Having watched the film, I thought I’d get Robert Linhart’s book off the shelf and finally read it. I think I bought it in Oxford in the early 80s. To remind you, it depicts Linhart’s experience as a Maoist cadre who has chosen to get a job in a Citroen factory in Paris in order to foment “resistance”. There’s an English translation, apparently, called The Assembly-Line, long out of print.
One reason for my hesitance in reading, perhaps, is that I have quite a low opinion of Maoists, particularly Western ones, and I’m sure that Linhart had at the time all kinds of dubious opinions about the Moscow Trials or the Cultural Revolution, but there’s really none of that in the book where he comes across as a fairly generic far-leftist. Instead there’s a fascinating description by someone with real literaray talent of the human reality of mass production as it was in the 1960s and probably still is somewhere other than Europe. It aslo gives an account of the ethno-sociology of the workforce which was “multicultural” long before the rest of society meaningfully was. Possibly the best book ever written by a Maoist then.
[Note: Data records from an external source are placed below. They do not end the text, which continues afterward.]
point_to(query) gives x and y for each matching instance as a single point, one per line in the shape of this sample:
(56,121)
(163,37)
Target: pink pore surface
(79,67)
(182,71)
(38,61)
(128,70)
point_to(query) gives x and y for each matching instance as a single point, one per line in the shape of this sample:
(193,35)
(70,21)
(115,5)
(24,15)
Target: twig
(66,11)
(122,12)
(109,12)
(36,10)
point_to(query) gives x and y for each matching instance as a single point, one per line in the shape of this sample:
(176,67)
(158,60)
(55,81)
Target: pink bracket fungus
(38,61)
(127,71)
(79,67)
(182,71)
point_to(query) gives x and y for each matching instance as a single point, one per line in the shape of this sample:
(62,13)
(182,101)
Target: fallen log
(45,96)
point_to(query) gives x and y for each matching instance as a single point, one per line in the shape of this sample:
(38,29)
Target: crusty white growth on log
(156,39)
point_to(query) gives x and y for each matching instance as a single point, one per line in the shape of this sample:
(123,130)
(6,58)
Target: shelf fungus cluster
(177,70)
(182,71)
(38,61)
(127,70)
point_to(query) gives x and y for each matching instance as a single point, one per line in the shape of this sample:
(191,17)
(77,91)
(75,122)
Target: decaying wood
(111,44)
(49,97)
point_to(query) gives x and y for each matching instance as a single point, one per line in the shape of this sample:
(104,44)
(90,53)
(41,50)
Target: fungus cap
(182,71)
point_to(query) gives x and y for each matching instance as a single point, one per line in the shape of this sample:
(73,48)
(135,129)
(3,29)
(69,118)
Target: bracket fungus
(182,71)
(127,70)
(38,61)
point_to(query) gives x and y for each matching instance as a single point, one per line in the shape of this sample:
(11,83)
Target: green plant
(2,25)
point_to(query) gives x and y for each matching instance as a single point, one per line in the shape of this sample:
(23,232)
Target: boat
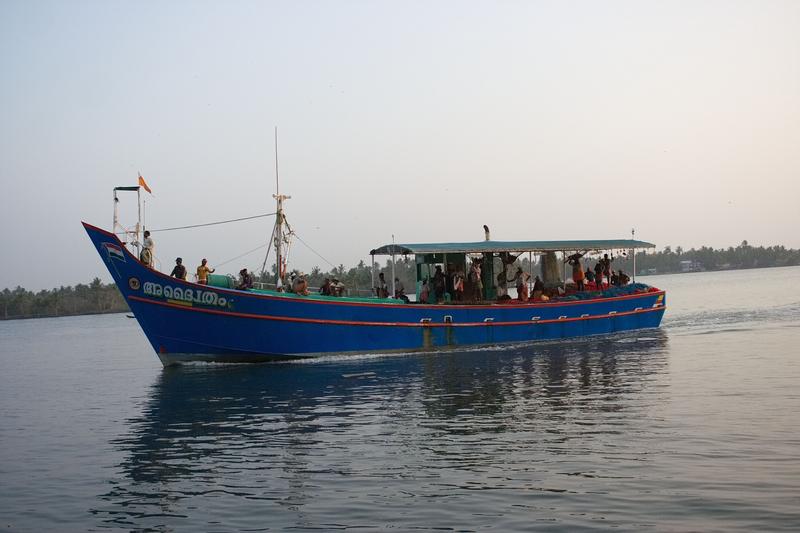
(186,321)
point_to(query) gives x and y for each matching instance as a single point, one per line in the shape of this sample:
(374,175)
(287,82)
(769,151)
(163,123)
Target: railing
(359,293)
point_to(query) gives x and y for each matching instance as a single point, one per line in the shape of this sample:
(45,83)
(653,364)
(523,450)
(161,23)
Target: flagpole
(139,222)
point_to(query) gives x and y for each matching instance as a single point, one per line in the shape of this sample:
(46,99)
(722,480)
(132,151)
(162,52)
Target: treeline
(94,298)
(707,258)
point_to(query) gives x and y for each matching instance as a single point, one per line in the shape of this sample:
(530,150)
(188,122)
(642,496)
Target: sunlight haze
(422,120)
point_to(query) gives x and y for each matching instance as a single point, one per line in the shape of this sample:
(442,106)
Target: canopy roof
(509,246)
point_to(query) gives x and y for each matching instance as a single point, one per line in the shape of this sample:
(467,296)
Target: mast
(279,219)
(633,236)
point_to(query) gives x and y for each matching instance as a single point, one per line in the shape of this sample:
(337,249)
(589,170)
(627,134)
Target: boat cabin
(454,259)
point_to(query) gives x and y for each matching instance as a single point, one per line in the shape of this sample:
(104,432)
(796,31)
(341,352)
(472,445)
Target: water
(690,427)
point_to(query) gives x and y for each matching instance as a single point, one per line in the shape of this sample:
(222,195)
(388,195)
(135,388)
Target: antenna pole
(277,182)
(116,212)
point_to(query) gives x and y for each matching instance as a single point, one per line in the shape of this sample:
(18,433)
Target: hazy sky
(426,120)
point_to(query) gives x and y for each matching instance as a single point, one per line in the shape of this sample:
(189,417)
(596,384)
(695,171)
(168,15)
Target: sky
(419,120)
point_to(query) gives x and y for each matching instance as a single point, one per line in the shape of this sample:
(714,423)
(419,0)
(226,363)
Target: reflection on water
(311,435)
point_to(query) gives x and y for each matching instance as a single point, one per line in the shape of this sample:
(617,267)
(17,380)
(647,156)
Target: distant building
(691,266)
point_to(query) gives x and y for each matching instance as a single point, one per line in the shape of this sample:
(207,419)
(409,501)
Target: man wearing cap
(179,271)
(245,281)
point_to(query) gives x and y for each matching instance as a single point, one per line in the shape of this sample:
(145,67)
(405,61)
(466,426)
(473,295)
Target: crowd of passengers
(463,287)
(468,287)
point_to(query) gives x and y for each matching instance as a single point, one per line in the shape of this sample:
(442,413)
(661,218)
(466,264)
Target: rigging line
(269,247)
(313,250)
(215,223)
(244,254)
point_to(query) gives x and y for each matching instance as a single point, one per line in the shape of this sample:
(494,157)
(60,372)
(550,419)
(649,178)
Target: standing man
(577,269)
(382,289)
(606,261)
(203,271)
(245,280)
(148,250)
(179,271)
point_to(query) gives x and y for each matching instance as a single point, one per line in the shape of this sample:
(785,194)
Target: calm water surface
(691,427)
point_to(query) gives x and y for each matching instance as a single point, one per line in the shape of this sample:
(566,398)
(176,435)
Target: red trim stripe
(385,324)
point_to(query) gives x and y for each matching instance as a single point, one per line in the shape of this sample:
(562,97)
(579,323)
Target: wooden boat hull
(185,321)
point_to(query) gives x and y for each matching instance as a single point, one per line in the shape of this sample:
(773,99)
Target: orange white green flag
(143,183)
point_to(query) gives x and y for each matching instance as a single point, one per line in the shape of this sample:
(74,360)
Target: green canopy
(510,246)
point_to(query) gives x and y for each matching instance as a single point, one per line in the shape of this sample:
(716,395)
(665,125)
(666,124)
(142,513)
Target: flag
(143,183)
(113,251)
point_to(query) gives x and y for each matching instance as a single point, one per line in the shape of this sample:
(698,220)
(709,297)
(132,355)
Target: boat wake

When Linhart enters the factory it is very different to how he imagined it would be, which was an assembly line shifting in short bursts as workers performed their tasks. Instead, the line moves continuously with workers running to catch up trying do their jobs quickly so they can get ahead of the game and sneak a quick cigarette or taking too long and getting tangled up with the next section. A manager puts him in the hands of a spot welder, who makes his movements with speed, precision and grace. But when that same Arab worker hands over to Linhart the novice makes a complete mess, molten solder all over the place, and he’s a danger to others and himself with his blowtorch. In a break they get chatting and he discovers that his “trainer” is graded as an unskilled worker (despite showing consummate skill) whereas he, Linhart, has been taken on at a skilled grade. But it soon becomes clear that the assignment of workers to grades has nothing to do with the skills those grades nominally represent: blacks are at the lowest unskilled level, Arabs at the higher unskilled ones, Spanish and Portuguese at the lowest tier of “skilled” and white French people like himself a notch above that, even if they can’t actually do anything. Who says there’s no such thing as “white privilege”?